Developer guide

This guide orients contributors to the podcast pipeline architecture, how to extend providers, how to run the quality gates, and how we track work with Beads.

Core architecture

The project is split into small modules that map to pipeline stages:

  • src/podcast_pipeline/entrypoints/: CLI commands (podcast ...) that call the pipeline runners.

  • src/podcast_pipeline/workspace_store.py: workspace layout and read/write helpers for episode.yaml, state.json, copy/, transcript/, and summaries/.

  • src/podcast_pipeline/domain/: Pydantic models for episode.yaml, candidates, reviews, and workspace state.

  • src/podcast_pipeline/transcript_chunker.py: chunk transcript text into overlapping segments.

  • src/podcast_pipeline/summarization_stub.py: stub summarizer that creates chunk + episode summaries.

  • src/podcast_pipeline/asset_candidates_stub.py: stub generator for draft copy assets.

  • src/podcast_pipeline/review_loop_engine.py: core creator/reviewer loop, produces protocol JSON.

  • src/podcast_pipeline/review_loop_orchestrator.py: wiring around the loop, writes workspace artifacts.

  • src/podcast_pipeline/agent_runners.py: CLI agent runners, prompt rendering, and fake runners for tests.

Typical data flow (current MVP):

  1. podcast summarize chunks the transcript and writes summaries/ (stub today).
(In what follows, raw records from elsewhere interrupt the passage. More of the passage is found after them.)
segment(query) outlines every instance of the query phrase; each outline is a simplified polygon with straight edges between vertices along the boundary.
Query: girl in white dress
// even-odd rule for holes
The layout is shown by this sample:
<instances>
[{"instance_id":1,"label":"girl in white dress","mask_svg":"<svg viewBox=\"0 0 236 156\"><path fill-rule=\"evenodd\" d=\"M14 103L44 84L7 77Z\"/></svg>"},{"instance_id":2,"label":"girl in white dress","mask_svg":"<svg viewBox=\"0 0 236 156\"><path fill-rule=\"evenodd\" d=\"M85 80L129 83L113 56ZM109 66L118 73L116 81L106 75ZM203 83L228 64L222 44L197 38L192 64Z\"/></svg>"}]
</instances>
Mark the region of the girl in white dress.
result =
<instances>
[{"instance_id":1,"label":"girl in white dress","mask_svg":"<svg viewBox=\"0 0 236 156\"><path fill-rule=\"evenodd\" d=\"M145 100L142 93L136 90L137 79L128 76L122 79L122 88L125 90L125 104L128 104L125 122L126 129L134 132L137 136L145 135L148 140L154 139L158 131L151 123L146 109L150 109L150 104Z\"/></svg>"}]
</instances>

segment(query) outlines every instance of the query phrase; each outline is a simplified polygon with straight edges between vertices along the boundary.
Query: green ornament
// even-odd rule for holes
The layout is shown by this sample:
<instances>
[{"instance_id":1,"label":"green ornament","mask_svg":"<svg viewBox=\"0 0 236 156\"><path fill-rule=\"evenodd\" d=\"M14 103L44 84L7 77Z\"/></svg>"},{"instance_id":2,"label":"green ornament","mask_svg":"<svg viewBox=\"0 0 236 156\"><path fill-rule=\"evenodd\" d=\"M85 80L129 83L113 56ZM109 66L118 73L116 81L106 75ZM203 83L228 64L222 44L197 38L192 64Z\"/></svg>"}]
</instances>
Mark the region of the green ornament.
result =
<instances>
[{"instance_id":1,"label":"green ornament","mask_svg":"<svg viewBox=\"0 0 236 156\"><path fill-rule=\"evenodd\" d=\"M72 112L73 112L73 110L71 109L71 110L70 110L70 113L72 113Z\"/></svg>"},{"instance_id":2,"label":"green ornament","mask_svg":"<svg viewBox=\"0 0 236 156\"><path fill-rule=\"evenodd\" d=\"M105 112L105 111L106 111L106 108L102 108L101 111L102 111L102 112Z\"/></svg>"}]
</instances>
  2. podcast draft-candidates generates asset candidates from the episode summary.

  3. podcast review runs the creator/reviewer loop for one asset and writes protocol + selections.

  4. podcast pick selects a candidate for export or downstream use.

For schema details, see:

  • ../reference/episode-yaml.md

  • ../reference/review-protocol-schemas.md

Adding providers (creator/reviewer CLIs)

Creator and reviewer “providers” are CLI commands that accept a prompt on stdin and return JSON. The JSON shapes are defined in ../reference/review-protocol-schemas.md.

To add or swap a provider without code changes:

  1. Install or expose the CLI.

  2. Add the config in ~/.config/podcast-pipeline/config.yaml or in a workspace episode.yaml:

agents:
  creator:
    command: my-creator-cli
    args:
      - --format
      - json
  reviewer:
    command: my-reviewer-cli
    args:
      - --format
      - json

If a provider needs custom parsing or different prompt wiring:

  • Add a new runner class in src/podcast_pipeline/agent_runners.py.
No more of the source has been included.